El Supremo cierra filas y rechaza por unanimidad las recusaciones

Los trámites pendientes no garantiza el comienzo oral antes de enero de 2019

Cierre de filas. Ni una voz discrepante. Los trece magistrados que participaron ayer en la Sala del 61 bajo la presidencia de Carlos Lesmes, presidente del Tribunal Supremo y del Consejo General del Poder Judicial (CGPJ), rechazaron la recusación de cinco magistrados, de los siete que formarán el tribunal del juicio oral, planteada por las defensas de los independentistas procesados a disposición de la justicia. En el caso de otros tres solicitudes de recusación, planteados por Carles Puigdemont, Clara Ponsatió y Lluis Puig, la Sala los inadmitió a limine por no encontrarse a disposición judicial española.

El ambiente que se vive estos días en los tribunales españoles está especialmente cargado. Hay una acumulación de reveses en la causa del procés que se dejan sentir: Bélgica, Alemania, otra vez Bélgica con la demanda civil de protección del honor. El argumento central de la recusación es la pertenencia de cuatro magistrados que formarán parte del tribunal de enjuiciamiento a la sala que admitió la querella por rebelión, malversación y desobediencia el 31 de octubre de 2017, la llamada Sala de Admisión.

La Sala del 61, según se ha expuesto en la reunión, rechaza el argumento porque, a diferencia de un caso sonado, el del juez Baltasar Garzón, en 2011, en el que se aceptó la recusación de 5 de los 7 magistrados del tribunal por haber formado parte de la sala de admisión de la querella contra él por investigar las desapariciones de personas durante el franquismo, en esta ocasión la Sala de Admisión se limitó a considerar que existían indicios delictivos como para abrir una investigación.

En el otro caso, esa misma sala también resolvió varios recursos de apelación y sus miembros firmaron los autos desestimándolos. Porque entonces la Sala de Admisión también resolvía  las apelaciones. La perdida de la apariencia de imparcialidad, por tanto, era evidente. A partir de una reforma, introducida en julio de 2011, se separaron las Salas de Admisión y de Recursos; pero los miembros de la primera seguían formando el tribunal de enjuiciamiento.

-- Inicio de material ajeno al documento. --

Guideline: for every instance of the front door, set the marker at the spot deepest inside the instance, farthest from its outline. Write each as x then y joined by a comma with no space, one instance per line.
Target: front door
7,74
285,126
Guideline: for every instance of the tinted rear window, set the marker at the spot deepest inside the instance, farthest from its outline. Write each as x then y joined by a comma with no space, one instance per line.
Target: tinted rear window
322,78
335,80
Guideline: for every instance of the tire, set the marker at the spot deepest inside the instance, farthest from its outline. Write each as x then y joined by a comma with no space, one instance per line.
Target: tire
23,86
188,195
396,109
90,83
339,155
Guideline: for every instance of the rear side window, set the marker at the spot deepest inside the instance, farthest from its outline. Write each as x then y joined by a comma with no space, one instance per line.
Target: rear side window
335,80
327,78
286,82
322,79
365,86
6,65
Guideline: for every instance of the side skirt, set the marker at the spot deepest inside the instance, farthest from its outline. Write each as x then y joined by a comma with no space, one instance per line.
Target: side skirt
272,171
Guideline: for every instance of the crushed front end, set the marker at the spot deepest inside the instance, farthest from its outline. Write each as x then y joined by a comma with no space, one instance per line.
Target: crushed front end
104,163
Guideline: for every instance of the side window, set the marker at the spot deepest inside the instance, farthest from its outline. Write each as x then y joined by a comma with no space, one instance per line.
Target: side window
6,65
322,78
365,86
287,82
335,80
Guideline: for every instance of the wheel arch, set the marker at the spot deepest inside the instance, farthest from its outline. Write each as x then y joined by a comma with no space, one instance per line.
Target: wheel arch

La Sala de Admisión, empero, al admitir el pasado 31 de octubre de 2017 la querella criminal por rebelión, malversación y desobediencia, valoró que el Supremo era competente para investigar la causa porque los hechos del 1 de octubre sobrepasaban el territorio de Cataluña. Ese pronunciamiento condiciona, pues, la cuestión de competencia que se va a plantear en las próximas por las defensas ante el tribunal del juicio oral al presentar escritos sobre los llamados artículos de previo pronunciamiento. Una de ellos es, precisamente, la llamada declinatoria de jurisdicción. Porque serán los mismos magistrados que consagraron en su auto del 31 de octubre de 2017 la competencia del Supremo los que tendrán que pronunciarse sobre el asunto. En otros términos, ya tienen una posición asumida y carecen de imparcialidad frente a lo que planteen las defensas.

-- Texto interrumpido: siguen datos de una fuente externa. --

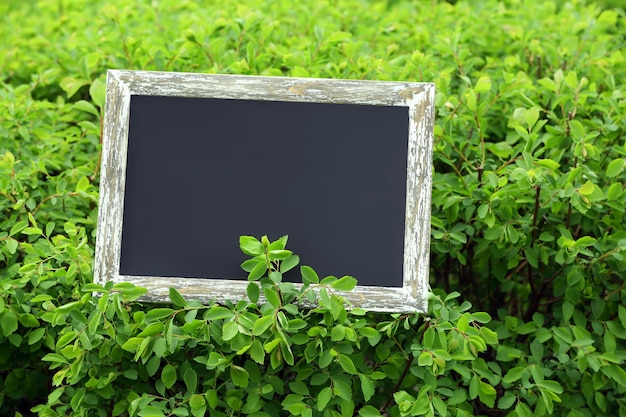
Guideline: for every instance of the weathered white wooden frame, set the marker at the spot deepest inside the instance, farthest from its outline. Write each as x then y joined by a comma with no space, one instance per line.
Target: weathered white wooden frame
418,98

Las fuentes consultadas en el Supremo siguen sin tener una idea precisa de la fecha del juicio oral. Todavía quedan diligencias en la fase actual del procedimiento, llamada intermedia. Están, como se ha señalado, los artículos de previo pronunciamiento, pero también siguen pendientes la calificaciones jurídicas de las partes, que en el procedimiento ordinario se entregan de manera sucesiva y no al mismo tiempo, y más tarde el auto de apertura de juicio oral, cuando se procederá a nombrar oficialmente el tribunal. Cinco magistrados, los recusados, ya se conocen (Manuel Marchena, Luciano Varela, Juan Ramón Berdugo, Andrés Martínez Arrieta y Antonio del Moral), pero quedan por nombrar a otros dos.

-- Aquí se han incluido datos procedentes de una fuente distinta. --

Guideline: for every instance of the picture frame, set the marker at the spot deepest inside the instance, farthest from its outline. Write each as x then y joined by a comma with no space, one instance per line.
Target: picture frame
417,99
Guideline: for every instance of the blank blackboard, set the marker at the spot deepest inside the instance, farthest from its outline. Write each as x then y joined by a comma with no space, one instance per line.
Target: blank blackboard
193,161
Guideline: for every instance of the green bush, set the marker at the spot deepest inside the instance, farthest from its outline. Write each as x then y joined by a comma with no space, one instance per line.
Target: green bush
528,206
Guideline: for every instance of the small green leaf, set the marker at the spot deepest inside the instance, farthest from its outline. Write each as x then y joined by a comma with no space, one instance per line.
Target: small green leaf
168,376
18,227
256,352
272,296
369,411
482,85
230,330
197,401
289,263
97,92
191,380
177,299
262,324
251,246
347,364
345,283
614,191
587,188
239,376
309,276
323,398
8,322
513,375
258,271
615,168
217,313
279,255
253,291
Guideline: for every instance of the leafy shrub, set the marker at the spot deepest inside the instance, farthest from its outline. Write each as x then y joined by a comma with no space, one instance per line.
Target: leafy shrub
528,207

Aunque en un principio, cuando estaban pendientes de cubrir tres vacantes de la Sala Segunda del Supemo, se daba por hecho que tanto la magistrada Ana Ferrer como el magistrado Andrés Palomo se unirían a los citados cinco, las cosas parecen haber cambiado. En los próximas semanas tomarán posesión los tres nuevos magistrados en el Supremo: Susana Polo Carmen Lamela y Eduardo Porres. Fuentes judiciales señalan a ARA que Susana Polo, magistrada que está asociada a Juezas y Jueces para la Democracia, formará parte del tribunal.

El hecho de que el juicio comience a primeros de enero supone un calendario complicado. Se calculan dos meses de juicio, con sesiones de cuatro días por semana, lo que dejaría visto para sentencia la causa hacia mediados de marzo. A ello hay que sumar un mes adicional para dictar la sentencia, lo que lleva el calendario a mediados de abril: prácticamente en precampaña de las elecciones municipales y europeas.

¿Una sentencia en ese momento, antes o después de las elecciones? Esa es la cuestión.